Die Entscheidungen für oder gegen Maßnahmen muss – vor allem aufgrund der mit ihr einhergehenden äußerst bedeutsamen Grundrechtsfrage und -abwägungen – stets auch aktuell bewertet und reflektiert werden. Die Maßnahmen müssen immer wieder auf ihre Notwendigkeit hin hinterfragt, hinsichtlich ihrer Geeignetheit der aktuellen Situation angepasst und auf ihre Verhältnismäßigkeit hin überprüft werden. Aber gerade auch aufgrund von dringend notwendiger Transparenz, Akzeptanz und Planbarkeit braucht es auch eine klare und eindeutig kommunizierte Gesamtstrategie und langfristige Lösungswege. Nur, wenn wir auch gesundheitliche, soziale und wirtschaftliche Risiken abschwächen, können wir wirklich und auf Dauer unsere Freiheiten wieder vollumfänglich ausleben. Auch da die Bundesregierung seit langer Zeit nur auf Sicht fährt, birgt die derzeitige Situation äußerst viele Gefahren für unsere freiheitlichen Rechte.

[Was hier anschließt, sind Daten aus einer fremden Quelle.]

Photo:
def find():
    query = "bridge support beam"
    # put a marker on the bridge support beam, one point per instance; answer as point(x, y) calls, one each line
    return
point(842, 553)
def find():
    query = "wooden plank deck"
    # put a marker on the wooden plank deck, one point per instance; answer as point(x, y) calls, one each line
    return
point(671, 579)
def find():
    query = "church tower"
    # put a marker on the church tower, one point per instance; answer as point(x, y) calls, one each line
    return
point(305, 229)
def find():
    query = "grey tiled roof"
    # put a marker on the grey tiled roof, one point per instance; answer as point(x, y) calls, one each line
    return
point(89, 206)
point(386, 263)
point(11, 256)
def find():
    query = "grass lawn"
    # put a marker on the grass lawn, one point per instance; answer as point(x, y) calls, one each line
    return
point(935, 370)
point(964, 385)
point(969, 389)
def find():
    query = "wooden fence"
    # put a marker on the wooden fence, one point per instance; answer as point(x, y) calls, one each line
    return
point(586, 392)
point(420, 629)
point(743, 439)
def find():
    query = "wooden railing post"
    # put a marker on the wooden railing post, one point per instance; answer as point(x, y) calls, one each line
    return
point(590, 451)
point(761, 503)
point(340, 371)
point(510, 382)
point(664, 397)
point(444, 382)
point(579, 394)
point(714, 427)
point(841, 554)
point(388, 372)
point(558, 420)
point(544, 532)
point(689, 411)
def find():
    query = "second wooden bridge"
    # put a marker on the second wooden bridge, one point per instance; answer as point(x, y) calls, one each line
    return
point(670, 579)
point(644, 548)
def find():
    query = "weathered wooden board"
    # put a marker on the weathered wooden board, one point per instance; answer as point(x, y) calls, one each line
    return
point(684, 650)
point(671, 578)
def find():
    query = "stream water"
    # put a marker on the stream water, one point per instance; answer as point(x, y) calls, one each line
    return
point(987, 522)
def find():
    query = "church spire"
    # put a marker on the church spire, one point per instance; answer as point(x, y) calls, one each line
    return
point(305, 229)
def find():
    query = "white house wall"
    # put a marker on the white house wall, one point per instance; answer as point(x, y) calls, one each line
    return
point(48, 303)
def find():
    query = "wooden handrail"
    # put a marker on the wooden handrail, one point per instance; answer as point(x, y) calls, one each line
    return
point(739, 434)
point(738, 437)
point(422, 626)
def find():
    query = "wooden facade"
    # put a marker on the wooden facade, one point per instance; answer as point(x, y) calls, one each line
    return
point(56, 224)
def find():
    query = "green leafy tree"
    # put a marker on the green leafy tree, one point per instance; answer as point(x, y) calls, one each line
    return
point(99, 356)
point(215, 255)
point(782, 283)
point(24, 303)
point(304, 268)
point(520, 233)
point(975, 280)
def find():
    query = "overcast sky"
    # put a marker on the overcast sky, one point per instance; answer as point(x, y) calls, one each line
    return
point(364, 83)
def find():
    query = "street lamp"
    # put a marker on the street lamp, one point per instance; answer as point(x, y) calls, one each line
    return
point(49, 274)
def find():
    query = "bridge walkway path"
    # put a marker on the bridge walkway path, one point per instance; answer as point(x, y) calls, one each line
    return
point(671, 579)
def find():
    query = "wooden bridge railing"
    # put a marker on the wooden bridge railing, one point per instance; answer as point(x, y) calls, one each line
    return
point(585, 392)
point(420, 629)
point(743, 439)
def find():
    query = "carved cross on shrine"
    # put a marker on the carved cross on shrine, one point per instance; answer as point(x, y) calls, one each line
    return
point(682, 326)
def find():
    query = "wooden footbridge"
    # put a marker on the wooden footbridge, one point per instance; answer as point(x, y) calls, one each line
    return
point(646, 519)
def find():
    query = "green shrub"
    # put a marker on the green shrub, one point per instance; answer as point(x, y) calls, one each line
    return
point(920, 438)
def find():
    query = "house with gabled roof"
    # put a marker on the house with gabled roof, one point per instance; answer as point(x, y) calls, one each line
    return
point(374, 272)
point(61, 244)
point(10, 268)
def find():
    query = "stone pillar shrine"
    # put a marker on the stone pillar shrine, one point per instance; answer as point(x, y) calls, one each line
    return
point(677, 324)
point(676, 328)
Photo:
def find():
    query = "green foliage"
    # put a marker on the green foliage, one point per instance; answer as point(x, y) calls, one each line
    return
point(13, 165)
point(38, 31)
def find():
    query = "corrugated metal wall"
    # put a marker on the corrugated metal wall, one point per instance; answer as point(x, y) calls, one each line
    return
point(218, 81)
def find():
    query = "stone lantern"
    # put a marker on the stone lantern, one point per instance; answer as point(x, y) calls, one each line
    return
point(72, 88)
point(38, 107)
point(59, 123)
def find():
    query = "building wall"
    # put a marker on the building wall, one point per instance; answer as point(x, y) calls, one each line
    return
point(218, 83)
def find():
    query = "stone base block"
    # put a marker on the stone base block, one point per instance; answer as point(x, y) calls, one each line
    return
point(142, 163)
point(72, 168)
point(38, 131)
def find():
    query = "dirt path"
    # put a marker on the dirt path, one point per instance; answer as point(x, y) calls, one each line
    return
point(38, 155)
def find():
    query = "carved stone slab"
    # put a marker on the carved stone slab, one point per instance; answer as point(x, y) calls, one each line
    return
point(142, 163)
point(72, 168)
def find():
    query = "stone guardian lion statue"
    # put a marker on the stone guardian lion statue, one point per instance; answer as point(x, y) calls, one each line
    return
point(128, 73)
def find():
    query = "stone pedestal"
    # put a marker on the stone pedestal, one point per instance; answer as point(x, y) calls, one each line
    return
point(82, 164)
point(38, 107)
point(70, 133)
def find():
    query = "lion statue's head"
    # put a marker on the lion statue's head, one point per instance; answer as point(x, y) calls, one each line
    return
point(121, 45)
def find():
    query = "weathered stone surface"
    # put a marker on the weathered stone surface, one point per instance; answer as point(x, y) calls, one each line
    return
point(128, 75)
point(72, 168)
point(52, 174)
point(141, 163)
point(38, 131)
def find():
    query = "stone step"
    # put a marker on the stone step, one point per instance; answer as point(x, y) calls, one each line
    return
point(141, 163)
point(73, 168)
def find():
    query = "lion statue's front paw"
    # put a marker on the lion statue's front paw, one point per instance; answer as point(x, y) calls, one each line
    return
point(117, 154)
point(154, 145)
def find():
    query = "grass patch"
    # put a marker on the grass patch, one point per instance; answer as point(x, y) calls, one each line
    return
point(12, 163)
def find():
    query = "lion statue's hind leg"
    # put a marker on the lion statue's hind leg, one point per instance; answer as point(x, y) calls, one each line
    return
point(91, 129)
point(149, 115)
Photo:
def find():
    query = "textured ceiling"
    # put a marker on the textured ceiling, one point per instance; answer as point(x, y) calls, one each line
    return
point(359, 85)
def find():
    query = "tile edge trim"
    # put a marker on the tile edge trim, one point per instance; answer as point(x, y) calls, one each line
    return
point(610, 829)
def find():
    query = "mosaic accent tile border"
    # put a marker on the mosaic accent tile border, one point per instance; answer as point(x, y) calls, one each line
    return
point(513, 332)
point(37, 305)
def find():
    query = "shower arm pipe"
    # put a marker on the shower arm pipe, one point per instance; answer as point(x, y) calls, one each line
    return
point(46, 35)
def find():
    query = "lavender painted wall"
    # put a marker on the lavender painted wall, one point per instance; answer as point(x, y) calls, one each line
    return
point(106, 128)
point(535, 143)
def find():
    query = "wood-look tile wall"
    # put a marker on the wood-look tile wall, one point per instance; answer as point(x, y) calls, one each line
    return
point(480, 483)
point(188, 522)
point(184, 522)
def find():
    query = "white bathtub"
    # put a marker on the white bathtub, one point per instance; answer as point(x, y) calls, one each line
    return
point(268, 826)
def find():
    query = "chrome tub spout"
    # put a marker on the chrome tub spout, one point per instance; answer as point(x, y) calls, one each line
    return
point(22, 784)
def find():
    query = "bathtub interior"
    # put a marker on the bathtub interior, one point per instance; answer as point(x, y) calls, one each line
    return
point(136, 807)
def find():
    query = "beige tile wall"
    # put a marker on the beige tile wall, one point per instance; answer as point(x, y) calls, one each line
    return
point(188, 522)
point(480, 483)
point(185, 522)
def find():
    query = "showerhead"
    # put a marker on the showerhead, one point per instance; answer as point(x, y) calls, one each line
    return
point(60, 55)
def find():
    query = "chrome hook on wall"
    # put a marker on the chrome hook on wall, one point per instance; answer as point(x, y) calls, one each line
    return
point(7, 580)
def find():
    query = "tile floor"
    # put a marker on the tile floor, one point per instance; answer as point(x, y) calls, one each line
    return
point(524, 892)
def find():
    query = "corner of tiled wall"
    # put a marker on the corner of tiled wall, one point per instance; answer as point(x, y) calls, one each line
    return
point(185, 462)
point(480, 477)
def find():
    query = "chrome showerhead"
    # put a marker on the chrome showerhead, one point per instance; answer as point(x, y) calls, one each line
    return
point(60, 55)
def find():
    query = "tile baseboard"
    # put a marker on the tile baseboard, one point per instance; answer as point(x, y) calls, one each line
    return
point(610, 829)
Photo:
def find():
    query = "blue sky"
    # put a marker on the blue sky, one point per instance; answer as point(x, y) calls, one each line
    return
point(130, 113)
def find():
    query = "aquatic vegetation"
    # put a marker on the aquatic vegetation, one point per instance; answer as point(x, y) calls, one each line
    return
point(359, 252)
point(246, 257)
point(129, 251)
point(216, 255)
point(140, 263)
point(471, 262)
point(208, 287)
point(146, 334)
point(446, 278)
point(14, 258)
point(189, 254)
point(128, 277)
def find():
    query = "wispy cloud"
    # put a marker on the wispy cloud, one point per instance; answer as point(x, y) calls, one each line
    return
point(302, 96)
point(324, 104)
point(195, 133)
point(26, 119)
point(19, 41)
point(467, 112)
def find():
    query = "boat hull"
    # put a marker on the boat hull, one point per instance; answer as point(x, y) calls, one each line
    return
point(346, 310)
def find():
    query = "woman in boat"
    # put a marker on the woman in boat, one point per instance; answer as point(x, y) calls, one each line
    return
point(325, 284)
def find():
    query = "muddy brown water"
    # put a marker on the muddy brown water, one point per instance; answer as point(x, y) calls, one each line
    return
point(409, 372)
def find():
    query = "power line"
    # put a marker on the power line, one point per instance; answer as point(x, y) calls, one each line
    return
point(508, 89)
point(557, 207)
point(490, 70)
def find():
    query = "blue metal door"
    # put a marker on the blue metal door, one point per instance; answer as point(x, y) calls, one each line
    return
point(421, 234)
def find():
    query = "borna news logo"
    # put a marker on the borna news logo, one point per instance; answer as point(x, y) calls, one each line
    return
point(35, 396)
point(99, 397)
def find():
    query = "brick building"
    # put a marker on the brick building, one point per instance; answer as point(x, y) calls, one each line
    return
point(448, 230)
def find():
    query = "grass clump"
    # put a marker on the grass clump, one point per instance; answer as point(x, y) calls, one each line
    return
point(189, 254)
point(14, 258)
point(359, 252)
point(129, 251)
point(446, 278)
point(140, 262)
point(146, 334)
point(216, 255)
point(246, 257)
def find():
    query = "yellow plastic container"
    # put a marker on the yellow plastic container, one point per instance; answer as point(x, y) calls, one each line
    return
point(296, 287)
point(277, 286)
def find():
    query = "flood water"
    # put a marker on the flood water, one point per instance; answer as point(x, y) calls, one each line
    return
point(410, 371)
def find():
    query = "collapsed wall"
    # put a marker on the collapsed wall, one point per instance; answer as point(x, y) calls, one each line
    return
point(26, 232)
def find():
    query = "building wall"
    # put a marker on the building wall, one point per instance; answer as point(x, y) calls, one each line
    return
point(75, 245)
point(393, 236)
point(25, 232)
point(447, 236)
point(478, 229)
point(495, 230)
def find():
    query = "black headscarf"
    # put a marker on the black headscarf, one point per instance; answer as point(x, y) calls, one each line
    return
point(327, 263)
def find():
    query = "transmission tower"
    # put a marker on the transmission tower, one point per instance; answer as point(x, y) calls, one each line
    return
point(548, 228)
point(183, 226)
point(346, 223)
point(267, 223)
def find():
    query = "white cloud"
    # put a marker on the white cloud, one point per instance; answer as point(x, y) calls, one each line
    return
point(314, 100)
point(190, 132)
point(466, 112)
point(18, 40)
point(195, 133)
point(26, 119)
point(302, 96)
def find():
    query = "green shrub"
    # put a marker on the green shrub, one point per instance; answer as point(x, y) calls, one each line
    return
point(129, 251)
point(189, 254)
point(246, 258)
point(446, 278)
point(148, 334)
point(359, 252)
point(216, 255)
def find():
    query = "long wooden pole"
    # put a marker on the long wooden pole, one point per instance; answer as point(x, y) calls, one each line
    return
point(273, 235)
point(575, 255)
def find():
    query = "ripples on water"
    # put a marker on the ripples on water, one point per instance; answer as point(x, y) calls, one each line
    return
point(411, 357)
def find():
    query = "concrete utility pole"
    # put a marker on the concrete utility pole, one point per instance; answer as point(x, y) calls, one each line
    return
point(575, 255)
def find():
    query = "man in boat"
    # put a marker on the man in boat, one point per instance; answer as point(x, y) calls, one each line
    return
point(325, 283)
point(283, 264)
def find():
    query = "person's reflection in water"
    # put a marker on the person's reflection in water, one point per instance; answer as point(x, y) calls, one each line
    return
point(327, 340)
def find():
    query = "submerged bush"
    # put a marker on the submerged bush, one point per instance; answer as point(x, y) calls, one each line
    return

Auch sollte unserer Ansicht nach ein unabhängiger Pandemierat zur stärkeren Einbeziehung wissenschaftlicher Politikberatung eingerichtet werden. Innerhalb eines Jahres sollen so konkrete Empfehlungen für eine grundlegende Modernisierung des Infektionsschutzgesetzes entwickelt werden können. Der Pandemierat könnte und müsste hierzu eng in die parlamentarische Arbeit einbezogen werden. Es kann – auch aufgrund des Rechtsstaatsprinzips, des Demokratiegebots und letztlich dem Ziel der Eindämmung der Pandemie – nicht länger hingenommen werden, dass die Einbindung der Parlamente so zurückgefahren wird. Die Bundesregierung sollte schnellstmöglich klarstellen, ob und wann sie einem solchen Verfahren nachkommen wird.
In der Hoffnung, dass ich Ihnen darlegen konnte, dass wir als Fraktion uns auch weiterhin dafür einsetzen werden, dass Bürger- und Parlamentsrechte auch in der Pandemie gewahrt werden, verbleibe ich mit besten Grüßen nach Risum-Lindholm!